This webinar will introduce attendees to the foundations of statistical process control (SPC), including the effects of variation and accuracy on process quality. The definition of a Six Sigma process will be illustrated. Attendees will learn how to construct SPC charts that provide visual controls (easily understood signals) that tell production workers when the process requires adjustment to prevent the manufacture of nonconforming work. The issue of non-normal (non-bell-curve) processes also will be addressed with control charts that reflect accurately the underlying statistical distribution.

Attendees will receive a Visual Basic control chart simulator that works in Windows 7 (it has not been tried in other versions) that illustrates variation and accuracy side by side with the corresponding control charts. This is useful for teaching the underlying concepts to production workers and technicians very quickly.

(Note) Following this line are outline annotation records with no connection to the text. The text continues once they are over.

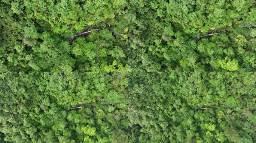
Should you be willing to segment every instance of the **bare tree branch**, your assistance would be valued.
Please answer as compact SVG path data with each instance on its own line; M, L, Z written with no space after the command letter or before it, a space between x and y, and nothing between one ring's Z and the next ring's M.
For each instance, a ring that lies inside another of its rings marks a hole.
M205 109L212 109L212 108L210 107L199 107L198 108L197 108L196 109L195 109L195 111L196 111L197 110L205 110Z
M199 38L203 38L203 37L206 37L207 36L213 35L214 34L221 34L221 32L219 32L219 33L212 33L212 34L209 34L205 35L201 35L199 37Z
M67 109L66 112L67 113L68 112L69 112L70 110L79 110L82 108L87 108L88 107L88 106L81 106L81 107L79 107L80 106L81 106L82 105L80 105L79 106L77 106L76 107L70 107L69 109Z
M96 30L100 30L100 29L101 29L100 28L98 28L98 29L93 29L93 30L90 30L89 31L84 32L83 32L79 33L79 34L76 34L76 35L75 35L74 36L74 37L75 37L77 36L79 36L83 34L86 34L86 33L91 33L92 31L95 31Z
M200 39L201 39L203 38L205 38L205 37L207 37L208 36L212 36L212 35L215 35L215 34L221 34L222 33L222 32L214 33L213 32L214 32L216 31L216 30L214 30L213 31L213 32L210 34L201 35L200 36L200 37L199 37L199 38L196 37L195 38L196 39L196 42L198 42L198 41L199 40L200 40Z

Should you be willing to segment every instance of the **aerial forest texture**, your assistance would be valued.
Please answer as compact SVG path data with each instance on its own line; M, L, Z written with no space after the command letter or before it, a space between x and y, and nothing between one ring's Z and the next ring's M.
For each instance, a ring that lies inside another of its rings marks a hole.
M0 0L0 143L256 143L256 0Z

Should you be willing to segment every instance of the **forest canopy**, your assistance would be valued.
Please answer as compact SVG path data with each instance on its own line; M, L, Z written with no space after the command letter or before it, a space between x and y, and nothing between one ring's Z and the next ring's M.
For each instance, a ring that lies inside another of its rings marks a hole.
M0 142L256 142L255 0L0 0Z

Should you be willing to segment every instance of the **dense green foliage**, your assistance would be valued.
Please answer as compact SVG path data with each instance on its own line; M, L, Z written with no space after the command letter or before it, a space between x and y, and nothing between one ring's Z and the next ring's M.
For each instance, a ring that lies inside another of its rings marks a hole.
M256 142L255 0L0 0L0 142Z

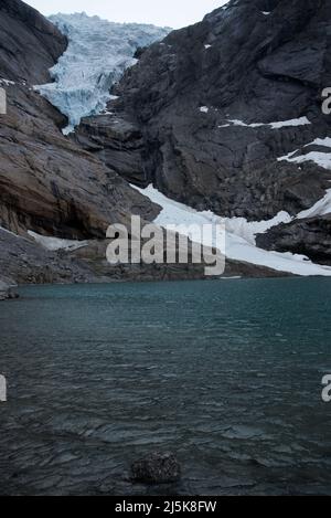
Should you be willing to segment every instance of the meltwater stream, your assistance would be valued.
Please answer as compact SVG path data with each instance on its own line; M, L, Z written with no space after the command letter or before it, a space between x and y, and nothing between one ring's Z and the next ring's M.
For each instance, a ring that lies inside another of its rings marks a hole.
M0 307L0 494L331 494L331 282L21 289ZM132 485L174 452L183 479Z

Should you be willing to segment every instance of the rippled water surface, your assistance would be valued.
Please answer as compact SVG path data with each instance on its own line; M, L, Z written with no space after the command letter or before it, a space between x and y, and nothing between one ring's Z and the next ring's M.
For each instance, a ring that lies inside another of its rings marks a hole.
M0 494L331 495L329 279L21 295L0 306ZM130 484L150 451L181 484Z

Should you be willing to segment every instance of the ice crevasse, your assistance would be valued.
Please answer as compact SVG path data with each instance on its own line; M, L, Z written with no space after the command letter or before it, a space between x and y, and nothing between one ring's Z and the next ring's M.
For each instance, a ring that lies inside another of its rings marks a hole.
M138 47L162 40L169 28L115 23L85 13L54 14L50 20L68 39L51 76L53 83L36 85L53 106L67 116L71 133L82 117L102 113L111 98L110 88L137 60Z

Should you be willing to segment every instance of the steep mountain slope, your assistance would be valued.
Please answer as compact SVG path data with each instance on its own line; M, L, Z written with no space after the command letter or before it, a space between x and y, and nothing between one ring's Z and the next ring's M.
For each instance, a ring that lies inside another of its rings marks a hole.
M1 0L1 75L33 83L50 81L49 68L67 46L66 38L21 0Z
M65 117L33 92L33 83L50 81L47 67L65 50L66 38L21 1L1 2L0 20L7 25L0 31L0 83L8 96L0 128L0 225L84 239L105 236L111 221L132 210L158 213L113 170L65 139L60 131Z
M330 186L313 152L331 151L321 110L330 35L327 0L232 0L142 53L109 114L85 118L76 138L136 184L195 209L295 218ZM306 159L291 160L297 150Z
M68 117L66 133L82 117L105 109L110 87L137 62L134 55L139 47L170 32L154 25L114 23L84 12L55 14L50 20L67 36L68 47L51 70L54 83L39 91Z

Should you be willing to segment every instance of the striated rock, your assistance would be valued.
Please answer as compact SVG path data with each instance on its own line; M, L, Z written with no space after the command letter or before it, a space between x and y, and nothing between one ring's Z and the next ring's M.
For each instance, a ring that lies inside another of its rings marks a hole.
M181 466L171 453L151 453L131 466L131 478L143 484L170 484L181 478Z
M0 3L1 77L31 84L50 81L49 68L67 46L66 38L21 0Z
M307 255L331 266L331 214L281 224L257 236L258 246Z
M0 31L0 77L13 82L2 81L8 114L0 128L0 225L21 234L30 229L88 239L104 237L111 222L131 212L156 216L156 205L61 134L65 117L33 91L34 83L50 81L47 68L65 49L65 38L19 0L2 2L0 19L11 39L19 34L9 70L11 40Z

Statistical process control (SPC) is a widely used and well-established quality management method whose purpose is to detect undesirable process changes and allow corrective action before the process generates nonconforming work. It is a basic part of the body of knowledge for the quality management profession, and it is sufficiently important in the automotive sector that the Automotive Industry Action Group publishes a manual on the subject. Most references omit, however, the issue of non-normal (non-bell-curve) processes that do not follow the textbook normality assumption, although the AIAG manual does address this issue.

Learning Objectives

  • Know how variation (as reflected by the process standard deviation) and accuracy (process mean) affect quality, and how these parameters are reflected visually on SPC charts. Undesirable changes in the process are often announced by points outside the control limits long before they can result in the production of nonconforming work.
    • SPC tells us when the process needs adjustment, and when it should be left alone. This allows production workers to react to processes that are out of control but avoid over-adjustment (tampering) of processes that are performing correctly.
  • Apply the concept of the rational subgroup to ensure that the sample reflects all the various sources in the process. Batch processes and autocorrelated processes do NOT meet the underlying assumptions and must be treated appropriately.

Know how to handle processes that do not follow the normal (bell curve) assumption. Textbook control charts will often have excessively high false alarm risks for such processes. Generally accepted methods are, however, available for such processes to create control charts whose false alarm risks are the same as Shewhart control charts for normally-distributed quality characteristics.

Who Should Attend

Quality engineers, technicians, and inspectors with responsibilities for statistical process control.